La messa in discussione esclusivamente di tutte le altre forme di governo –il che rientra anche nelle corde vocali dei movimenti democratici radicali non marxisti- sarebbe priva di efficacia non solo perché il potere economico è la forma di potere veramente decisiva e fondamentale, ma anche perché una disomogeneità di fronte ai poteri renderebbe alla fine illusoria una contestazione, tale da non affrontare il potere nella sua effettiva natura, limitandosi ad alcune forme, tra l’altro quelle secondarie.
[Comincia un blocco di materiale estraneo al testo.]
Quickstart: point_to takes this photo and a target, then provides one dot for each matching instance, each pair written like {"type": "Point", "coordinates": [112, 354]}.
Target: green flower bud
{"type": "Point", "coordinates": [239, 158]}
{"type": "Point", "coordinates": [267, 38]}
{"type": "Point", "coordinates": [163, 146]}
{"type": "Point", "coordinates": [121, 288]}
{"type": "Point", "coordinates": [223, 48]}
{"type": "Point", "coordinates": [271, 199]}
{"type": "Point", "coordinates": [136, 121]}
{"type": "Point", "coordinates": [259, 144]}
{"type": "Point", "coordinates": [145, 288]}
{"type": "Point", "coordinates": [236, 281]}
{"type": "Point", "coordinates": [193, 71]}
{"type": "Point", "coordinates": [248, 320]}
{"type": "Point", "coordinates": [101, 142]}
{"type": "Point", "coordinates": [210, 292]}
Di fronte ad una profonda crisi economica, la manifestazione di un volto autoritario del potere politico per salvare le sorti del potere economico renderebbe inefficace qualsivoglia contestazione.
Pertanto, la versione libertaria del marxismo è meritoria nel momento in cui vuole sostituire democrazia e libertà ad oppressione, ma è insufficiente in quanto occorre un approccio più ampio in grado di affrontare il problema dei rapporti tra consigli e piano economico pubblico (e qui si tratta di fare i conti nel profondo con la teoria marxiana del valore, che elude il problema) ed in via più globale di abbandonare l’approccio alla trasformazione sociale in termini di presa del potere, da sostituire con il cambiamento del potere e della sua natura. Il volto libertario, con il ruolo centrale dei consigli, deve essere inserito in un’ottica di gradualismo non rinunciatario ma antagonistico.
Ottica questa che richiede una profonda rielaborazione del marxismo in termini economici, sociali e politici, e fianco filosofici.
Ciò premesso, è da evidenziare che la riscoperta del volto libertario non prematura e non è nemmeno effimera in mancanza di soluzione della problematica più generale.
E’ una riscoperta che consente infatti di inficiare alla radice la deriva politicista della sinistra, con l’ipostatizzazione del potere politico, esiziale anche in un’ottica solo riformista. E proprio adesso la criminalizzazione del populismo non di destra , che riscopre il popolo contro le “elite”, conferma che per la sinistra istituzionale le “elite” sono oramai un dato acquisito ed in nessun modo da ridimensionare.
D’altro canto, il populismo deve fare chiarezza sulla propria natura, con particolare riferimento alla circostanza se il suo bersaglio siano solo le “elite” politiche” od anche quelle economiche. La supina accettazione della “flat tax” chiesta dalla Lega conferma come i 5Stelle non siano in grado di liberare dell’illusione che vi sia un potere economico sano e da incoraggiare in quanto fondato sulla linfa vitale delle imprese produttive, in particolare medio-piccole. E’ da replicare che tale potere economico sano è ancillare rispetto al capitale finanziario oppressivo, con la conseguenza che la sua valorizzazione elude il problema e non lo risolve.